La course à pied, souvent considérée comme une simple réponse à la sédentarité, peut rapidement devenir un danger pour le corps si elle n’est pas pratiquée avec modération. Ce sport, ancré dans l’évolution humaine, offre des bénéfices majeurs mais comporte aussi des risques cachés que beaucoup sous-estiment.
Depuis des millions d’années, le système sudoral a permis à l’humain de survivre grâce à une régulation thermique efficace. La transpiration, bien que cruciale pour la survie, peut en revanche indiquer un déséquilibre lorsque les limites corporelles sont dépassées.
Des études récentes révèlent que près de 15 % des sportifs réguliers présentent des signes d’addiction à cette pratique. En France, ce phénomène touche environ 500 000 personnes, selon l’OMS. Cette condition, appelée « Bigorexie », se caractérise par une spirale où les coureurs ignorent leurs blessures pour maintenir leur rythme.
Clothylde, une coureuse de 40 ans, illustre ce risque. Depuis des années, elle parcourt plus de quarante kilomètres par semaine malgré des douleurs persistantes dans la cuisse. « J’ai couru avec des blessures pendant des mois. Aujourd’hui, je ne peux pas me reposer », confie-t-elle, montrant comment l’obsession peut transformer une activité sportive en un véritable handicap.
Régis, un coureur de 66 ans, a également connu cette défaillance. Après avoir couru deux marathons en une semaine, il a ignoré les signes d’un genou endommagé. « Je pensais que mon corps était trop fort pour s’arrêter », révèle-t-il aujourd’hui avec regret. Son cas montre à quel point l’ignorance des limites peut avoir des conséquences irréversibles.

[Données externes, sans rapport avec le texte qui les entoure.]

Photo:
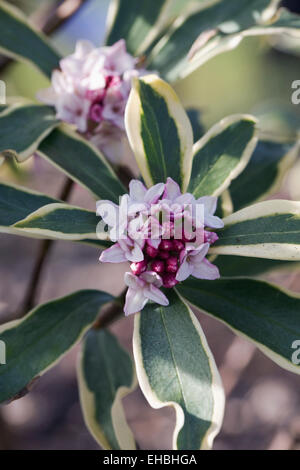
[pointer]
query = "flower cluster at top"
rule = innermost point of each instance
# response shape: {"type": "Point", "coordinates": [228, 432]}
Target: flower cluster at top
{"type": "Point", "coordinates": [164, 235]}
{"type": "Point", "coordinates": [91, 90]}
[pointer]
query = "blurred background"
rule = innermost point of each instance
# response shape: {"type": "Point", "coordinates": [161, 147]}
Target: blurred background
{"type": "Point", "coordinates": [263, 401]}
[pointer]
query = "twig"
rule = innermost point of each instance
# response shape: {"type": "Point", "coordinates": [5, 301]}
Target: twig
{"type": "Point", "coordinates": [43, 254]}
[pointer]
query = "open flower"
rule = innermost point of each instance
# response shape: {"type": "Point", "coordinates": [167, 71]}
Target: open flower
{"type": "Point", "coordinates": [91, 90]}
{"type": "Point", "coordinates": [159, 231]}
{"type": "Point", "coordinates": [141, 289]}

Les experts insistent sur l’importance de respecter ses signaux. « Lorsque le corps demande une pause, il est préférable de s’y conformer plutôt que de risquer des dommages », explique Manuel Carpentier, kinésithérapeute. Florent Krim, médecin du sport, ajoute : « La course doit rester un acte de bien-être, pas un moyen de compenser des carences émotionnelles ou physiologiques ».
En conclusion, la course à pied peut améliorer la santé si elle est pratiquée avec conscience. Les amateurs doivent apprendre à écouter leurs corps et à reconnaître les signes d’un excès qui pourrait menacer leur équilibre physique et mental. L’asphalte reste un allié, mais seulement s’il ne devient pas l’ennemi silencieux de la santé.